I've never gone for the "the earth is a tiny spoeck" point of view. What matters isn't absolute size (no giggles please) but but how important something is. To a parent that little bundle of joy is worth many times more than a volume of space even if it contains 10^11 galaxies each containing 10^11 stars. 'matters' isn't concept that comes from physics and no matter how big the universe turns out to be it takes nothing away from how big the Earth and its inhabitants are in our personal lives. I simply don't measure importance in meters (or even feet).
Doesn't it make you feel good to know that our freedoms are protected by politicans, lawyers and journalists.
All I can say is read Carl Sagan' Pale Blue Dot. It is a brilliant book about our fragile little world, and why we need to take better care of it - or get off it.
The truth doesn't care how unpalatable you find it to be.
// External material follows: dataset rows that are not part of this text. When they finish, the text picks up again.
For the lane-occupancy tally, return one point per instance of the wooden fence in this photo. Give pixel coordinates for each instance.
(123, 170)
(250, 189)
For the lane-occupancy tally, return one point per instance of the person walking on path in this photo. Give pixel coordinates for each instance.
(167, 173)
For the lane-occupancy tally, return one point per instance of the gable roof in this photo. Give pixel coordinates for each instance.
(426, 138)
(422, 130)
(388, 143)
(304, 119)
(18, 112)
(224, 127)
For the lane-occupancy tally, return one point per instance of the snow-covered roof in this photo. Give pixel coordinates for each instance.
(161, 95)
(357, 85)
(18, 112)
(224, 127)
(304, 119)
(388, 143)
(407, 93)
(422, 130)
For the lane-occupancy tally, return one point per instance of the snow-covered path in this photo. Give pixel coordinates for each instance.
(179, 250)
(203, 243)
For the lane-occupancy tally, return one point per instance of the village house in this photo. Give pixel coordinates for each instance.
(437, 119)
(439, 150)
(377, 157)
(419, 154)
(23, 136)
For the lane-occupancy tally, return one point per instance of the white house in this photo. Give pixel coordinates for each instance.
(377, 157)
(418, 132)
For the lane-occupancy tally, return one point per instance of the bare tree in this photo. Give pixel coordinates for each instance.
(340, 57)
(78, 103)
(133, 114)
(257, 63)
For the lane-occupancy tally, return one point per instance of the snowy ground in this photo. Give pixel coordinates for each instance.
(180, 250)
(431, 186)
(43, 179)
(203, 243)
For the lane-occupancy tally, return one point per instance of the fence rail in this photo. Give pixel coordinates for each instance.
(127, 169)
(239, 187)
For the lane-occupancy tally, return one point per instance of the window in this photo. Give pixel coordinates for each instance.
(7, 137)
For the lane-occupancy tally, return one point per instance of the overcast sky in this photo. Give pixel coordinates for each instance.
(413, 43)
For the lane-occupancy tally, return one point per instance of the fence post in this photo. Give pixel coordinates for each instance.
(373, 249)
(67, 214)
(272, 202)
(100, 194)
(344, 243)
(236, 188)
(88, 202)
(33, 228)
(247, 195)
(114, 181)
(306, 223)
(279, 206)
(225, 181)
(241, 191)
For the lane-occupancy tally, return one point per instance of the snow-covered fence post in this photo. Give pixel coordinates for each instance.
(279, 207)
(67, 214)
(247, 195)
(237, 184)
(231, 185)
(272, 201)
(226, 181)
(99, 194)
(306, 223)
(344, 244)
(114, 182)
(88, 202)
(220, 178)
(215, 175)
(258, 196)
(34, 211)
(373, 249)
That idea isn't meant to be pessimistic. On the contrary. It's motivational, because we all have a duty to be kind to each other, to educate ourselves, to strive for progress, to be good caretakers for this tiny world. Why? Because in the end, that's all that we have. Look at how small we are, and how small our planet is. Look at how big the universe is, and how barren it is. When we got our little planet, we really won the lottery.
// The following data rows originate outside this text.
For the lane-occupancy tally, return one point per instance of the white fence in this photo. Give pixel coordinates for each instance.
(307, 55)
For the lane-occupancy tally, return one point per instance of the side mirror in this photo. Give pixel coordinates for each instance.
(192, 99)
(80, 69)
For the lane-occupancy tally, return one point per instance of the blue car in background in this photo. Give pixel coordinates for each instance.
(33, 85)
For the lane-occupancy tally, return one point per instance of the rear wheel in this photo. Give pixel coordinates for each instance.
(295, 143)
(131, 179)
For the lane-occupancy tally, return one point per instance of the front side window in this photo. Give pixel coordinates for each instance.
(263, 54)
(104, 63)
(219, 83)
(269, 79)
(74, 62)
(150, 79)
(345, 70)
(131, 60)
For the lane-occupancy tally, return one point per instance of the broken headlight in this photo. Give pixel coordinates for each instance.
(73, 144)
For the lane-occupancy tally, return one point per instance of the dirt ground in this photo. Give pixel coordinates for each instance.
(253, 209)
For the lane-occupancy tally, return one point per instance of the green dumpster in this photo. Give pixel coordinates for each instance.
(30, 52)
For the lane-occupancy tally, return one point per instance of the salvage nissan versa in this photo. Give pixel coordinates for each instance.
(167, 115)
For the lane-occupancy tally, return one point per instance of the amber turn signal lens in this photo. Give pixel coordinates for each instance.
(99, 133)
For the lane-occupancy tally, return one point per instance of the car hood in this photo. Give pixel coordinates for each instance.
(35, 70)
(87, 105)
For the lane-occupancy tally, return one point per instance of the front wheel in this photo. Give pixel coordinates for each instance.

No weapon in the arsenals of the world is so formidable as the will and moral courage of free men.-Ronald Reagan
I think his real point was that we should move past our trivial quibblings and take in the majesty of the universe. Wars and disagreements are trivial compared to bringing knowledge to humanity and moving humanity out to the stars.
Moo.
42 million miles sounds like a lot, but that's not even half of an AU (1 AU is the distance from the Earth to the Sun). I'm not sure the point of my post, maybe it makes us seem more insignificant, or maybe not. I'm not sure. :)
The picture is obviously faked. I mean, come on, do you really think there's some cosmic version of the HOLLYWOOD sign bobbing along beside us? Or that in several hundred years of telescopic obersevation of the heavens no one would have noticed the enormous "Earth/Moon" signs?
We've been gimped I tell you!
-- MarkusQ
First thing i thought of?
Galaxy Song
Just remember that you're standing on a planet that's evolving
And revolving at nine hundred miles an hour,
That's orbiting at nineteen miles a second, so it's reckoned,
A sun that is the source of all our power.
The sun and you and me and all the stars that we can see
Are moving at a million miles a day
In an outer spiral arm, at forty thousand miles an hour,
Of the galaxy we call the 'Milky Way'.
Our galaxy itself contains a hundred billion stars.
It's a hundred thousand light years side to side.
It bulges in the middle, sixteen thousand light years thick,
But out by us, it's just three thousand light years wide.
We're thirty thousand light years from galactic central point.
We go 'round every two hundred million years,
And our galaxy is only one of millions of billions
In this amazing and expanding universe.
The universe itself keeps on expanding and expanding
In all of the directions it can whizz
As fast as it can go, at the speed of light, you know,
Twelve million miles a minute, and that's the fastest speed there is.
So remember, when you're feeling very small and insecure,
How amazingly unlikely is your birth,
And pray that there's intelligent life somewhere up in space,
'Cause there's bugger all down here on Earth.